Sorting Yourself Out, or Gladiolus, Delphinium, Peony

Elizabeth was 92 and had been sick.  When you are in the hospital a long time you lose track of things.  You wake up and don’t know where you are.  You don’t wear your clothes and can’t find your glasses.  You eat what is sent up under beige plastic lids.  Elizabeth was in danger of losing track of herself.

A rehab center speech therapist helped her.  Elizabeth herself had been a speech therapist, before  women commonly had that level of education or such a profession.  She was immediately captivated by the chance to interact and to work her mouth and mind.

One thing the therapist did was to give Elizabeth xeroxes of word search puzzles.  Elizabeth’s daughter was a bit shocked.  Big type, such a simplistic task.  She looked for reaction from her intelligent mother; embarrassment, perhaps?   But Elizabeth loved them.

The word searches were themed.  One was flowers.  Gladiolous, delphinium, peony, Elizabeth found and shakily ringed with her ball point pen.  On another: catamaran, canoe, tugboat, steamship.  Emerald, ruby, opal, celadon.   Collie, mastiff, terrier, retriever.

The pleasure of vocabulary, the satisfaction of sorting language.

Letting go her criticism, Elizabeth’s daughter started to buy her mother word search puzzle books.  She pondered this shift in her attitude as she emptied her dishwasher one morning, a task she did early each day while her tea water heated up.  Small plates, large plates, small bowls, large bowls.  Dinner forks, salad forks, teaspoons, soup spoons, knives.  Plastic boxes, matching lids.

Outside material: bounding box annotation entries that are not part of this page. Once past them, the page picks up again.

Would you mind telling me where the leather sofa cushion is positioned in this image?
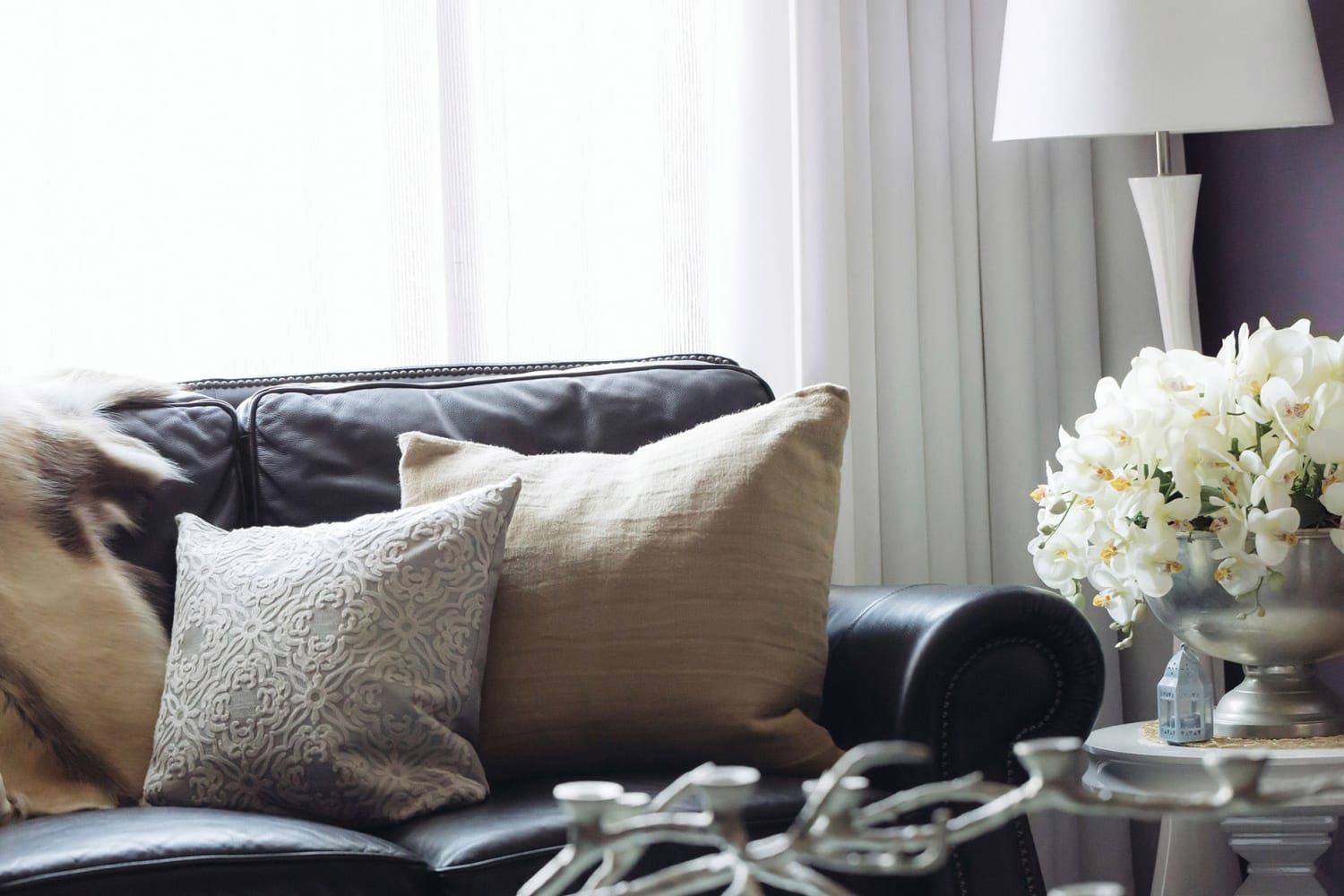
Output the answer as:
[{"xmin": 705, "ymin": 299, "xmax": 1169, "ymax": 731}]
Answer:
[
  {"xmin": 109, "ymin": 395, "xmax": 244, "ymax": 627},
  {"xmin": 0, "ymin": 809, "xmax": 430, "ymax": 896},
  {"xmin": 379, "ymin": 775, "xmax": 804, "ymax": 896},
  {"xmin": 239, "ymin": 361, "xmax": 774, "ymax": 525},
  {"xmin": 402, "ymin": 385, "xmax": 849, "ymax": 783}
]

Beginning the day by sorting herself out.


4 thoughts on “Sorting Yourself Out, or Gladiolus, Delphinium, Peony

  1. Wonderful write…
    There are some Alzheimer’s facilities where the women are given laundry to fold. It gives them a comfortable sense of the familiar, though it might seem demeaning to us at first glance. They also have glassed in cases by each door, with family portraits and familiar objects so that they can recognize their “home”. Any of these things must be such a mental comfort when you are in the beige world of institutional care.


  2. We know so little about helping those who are in this state of losing contact with the immediate world. I am sure you will learn what brings your mother comfort as the days go by.